On saura dans quelques heures si le grand oral d’Emmanuel Moulin devant les deux commissions des finances du Parlement sera un succès ou non. Proposé par le président de la République au poste de gouverneur de la Banque de la France, ce haut fonctionnaire devra recueillir suffisamment de votes positifs à l’issue de sa double audition ce mercredi 20 mai, pour pouvoir succéder à François Villeroy de Galhau, qui a choisi de quitter ses fonctions en juin.

La règle pour l’ancien secrétaire général de l’Élysée est assez simple.

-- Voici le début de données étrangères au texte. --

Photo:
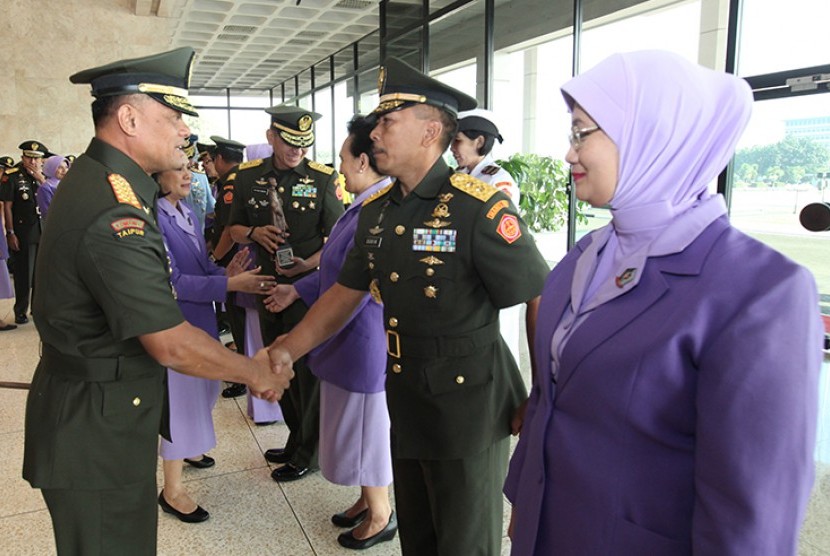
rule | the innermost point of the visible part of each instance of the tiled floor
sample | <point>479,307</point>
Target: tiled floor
<point>250,514</point>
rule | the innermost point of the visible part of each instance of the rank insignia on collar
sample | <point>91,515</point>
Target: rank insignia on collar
<point>431,260</point>
<point>374,291</point>
<point>626,277</point>
<point>441,211</point>
<point>437,223</point>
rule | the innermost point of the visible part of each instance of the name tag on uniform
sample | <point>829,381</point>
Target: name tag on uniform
<point>428,239</point>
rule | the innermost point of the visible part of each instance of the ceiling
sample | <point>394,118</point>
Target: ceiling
<point>257,44</point>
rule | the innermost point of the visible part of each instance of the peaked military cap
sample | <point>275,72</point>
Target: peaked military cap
<point>479,119</point>
<point>401,86</point>
<point>165,77</point>
<point>294,124</point>
<point>228,146</point>
<point>34,149</point>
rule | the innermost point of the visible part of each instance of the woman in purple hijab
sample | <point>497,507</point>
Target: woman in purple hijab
<point>674,406</point>
<point>54,169</point>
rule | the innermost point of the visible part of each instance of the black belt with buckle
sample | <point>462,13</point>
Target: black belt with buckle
<point>441,346</point>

Comme toute nomination opérée au sens de l’article 13 de la Constitution, un droit de veto parlementaire s’applique si le total des voix « contre » représente trois cinquièmes des suffrages exprimés (hors abstention donc). À l’approche du terme du mandat d’Emmanuel Macron, les attributions de postes clés se sont intensifiées. Elles sont régulièrement mal vécues par les oppositions, qui reprochent au chef de l’État de favoriser ses proches. En février 2025, Richard Ferrand a été confirmé à une voix près au Parlement comme président du Conseil constitutionnel. Un an plus tard, l’arrivée de l’ancienne ministre des Comptes publics Amélie de Montchalin à la Cour des comptes – une institution qui devra contrôler un budget sur lequel elle a eu la main – a elle aussi fait tousser au Parlement. Même si, dans ce cas précis, aucun filtre des assemblées n’a été possible.

Au vu du contexte…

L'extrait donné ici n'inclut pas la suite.